An ‘emphatically unpretentious’ hommage to the Godfather of conceptual art? Perhaps. But everything is certainly very carefully arranged, brought together chronologically and evenly for this overview of the life and work of Seth Siegelaub, produced to coincide with an exhibition in the Stedelijk Museum in Amsterdam. The book charts Siegelaub’s activities as curator, publisher, bibliographer and collector in fields ranging from politics to textiles.
The modesty of the cover is conspicuous, even though it does give us the entire contents in one fell swoop. Throughout the book, in fact, designer Irma Boom has given priority to the clear presentation of the immense volume of material. The typography is entirely in line with conceptual art (note the capitals, too), without being a simple copy. Despite this we never lose our bearings, and the paper feels very tactile and makes for easy page-turning. It’s quite thick, but it feels light and it lies well in the hand: 560 pages of strong, light bible paper.
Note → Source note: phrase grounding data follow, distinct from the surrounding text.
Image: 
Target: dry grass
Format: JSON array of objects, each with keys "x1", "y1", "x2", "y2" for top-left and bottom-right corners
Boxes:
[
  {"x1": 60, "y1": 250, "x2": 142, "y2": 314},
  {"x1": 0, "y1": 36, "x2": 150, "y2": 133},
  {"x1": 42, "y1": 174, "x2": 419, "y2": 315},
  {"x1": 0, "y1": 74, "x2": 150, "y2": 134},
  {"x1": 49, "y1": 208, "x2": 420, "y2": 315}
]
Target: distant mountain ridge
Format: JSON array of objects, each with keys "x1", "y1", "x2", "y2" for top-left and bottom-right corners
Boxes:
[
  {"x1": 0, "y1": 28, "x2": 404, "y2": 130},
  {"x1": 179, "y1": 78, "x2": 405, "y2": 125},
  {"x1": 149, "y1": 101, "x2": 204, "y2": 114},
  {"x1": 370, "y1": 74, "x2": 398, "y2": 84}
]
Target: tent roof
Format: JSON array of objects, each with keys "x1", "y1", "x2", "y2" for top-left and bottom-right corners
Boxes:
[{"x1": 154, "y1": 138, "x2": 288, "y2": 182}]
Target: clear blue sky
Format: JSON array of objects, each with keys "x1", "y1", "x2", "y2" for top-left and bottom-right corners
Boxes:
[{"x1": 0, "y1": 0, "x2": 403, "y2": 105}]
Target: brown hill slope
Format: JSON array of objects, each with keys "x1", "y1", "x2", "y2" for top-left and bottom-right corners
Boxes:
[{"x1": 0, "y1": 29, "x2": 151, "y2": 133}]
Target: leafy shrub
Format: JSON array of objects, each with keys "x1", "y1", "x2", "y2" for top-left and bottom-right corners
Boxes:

In both substance and form the book is finished down to the tiniest detail. ‘It’s incredible how good the indexes and the overview of works are,’ someone observed. For example, thanks to its tab marks it is possible to use the fore-edge as a navigational aid. Indeed, the panel concluded emphatically that that information by itself says much about the choices that were made in assessing Siegelaub and his life. One critical comment though, to end with: might not some sorts of text – eyewitness statements, for example – have been handled differently in the overall picture?